And step 402, performing text matching on the training sample data through the term standardized model to obtain a prediction matching result.
Inputting training sample data into the term standardization model, and outputting a prediction matching result for evaluating the similarity between the input training sample data pairs, wherein the prediction matching result is obtained by prediction based on the model parameters corresponding to the current term standardization model.
And step 403, obtaining a model loss function corresponding to the term standardized model.
In the embodiment of the present application, a loss function L of the twin network during training is shown in formula four, where N is the number of all sample pairs, y is a training label, d is a euclidean distance between two input samples that are finally embedded, and margin is a predefined threshold (usually set to 0.5).
The formula four is as follows:
Figure BDA0003255126510000141
and step 404, determining a matching loss value corresponding to the predicted matching result based on the model loss function.

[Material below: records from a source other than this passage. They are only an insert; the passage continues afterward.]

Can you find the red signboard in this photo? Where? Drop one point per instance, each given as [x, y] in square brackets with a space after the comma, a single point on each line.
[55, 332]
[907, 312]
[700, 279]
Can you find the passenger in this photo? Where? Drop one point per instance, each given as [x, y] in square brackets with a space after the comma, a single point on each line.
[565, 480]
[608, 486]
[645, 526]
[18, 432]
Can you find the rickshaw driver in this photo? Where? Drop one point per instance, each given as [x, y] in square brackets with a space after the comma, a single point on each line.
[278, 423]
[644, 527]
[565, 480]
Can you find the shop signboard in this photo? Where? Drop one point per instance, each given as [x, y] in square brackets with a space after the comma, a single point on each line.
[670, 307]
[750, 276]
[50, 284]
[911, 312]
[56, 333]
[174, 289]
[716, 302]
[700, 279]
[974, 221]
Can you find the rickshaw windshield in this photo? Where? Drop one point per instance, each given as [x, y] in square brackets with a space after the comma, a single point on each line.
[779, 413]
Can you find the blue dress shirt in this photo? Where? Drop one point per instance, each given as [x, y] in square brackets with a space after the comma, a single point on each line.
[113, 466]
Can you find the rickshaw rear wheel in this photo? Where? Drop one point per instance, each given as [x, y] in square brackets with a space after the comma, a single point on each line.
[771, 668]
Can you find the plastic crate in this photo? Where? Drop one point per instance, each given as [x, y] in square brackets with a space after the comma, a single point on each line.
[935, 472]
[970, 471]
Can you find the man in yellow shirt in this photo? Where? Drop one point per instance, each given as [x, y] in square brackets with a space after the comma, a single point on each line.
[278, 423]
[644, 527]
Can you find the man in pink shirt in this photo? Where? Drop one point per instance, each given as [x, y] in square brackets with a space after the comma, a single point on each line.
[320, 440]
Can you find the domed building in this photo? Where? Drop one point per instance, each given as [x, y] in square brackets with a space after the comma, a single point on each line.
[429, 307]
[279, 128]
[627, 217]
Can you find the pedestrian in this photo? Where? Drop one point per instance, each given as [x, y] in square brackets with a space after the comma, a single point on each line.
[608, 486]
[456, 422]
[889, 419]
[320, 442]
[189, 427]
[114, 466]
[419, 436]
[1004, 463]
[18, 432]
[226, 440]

And inputting the predicted matching result into the model loss function, and obtaining a matching loss value corresponding to the predicted matching result, wherein for the model loss function, the form of the predicted matching result in the embodiment of the application is the final embedding of the input sample.
At step 405, a distance loss value is determined based on a difference between the first sample data and the second sample data.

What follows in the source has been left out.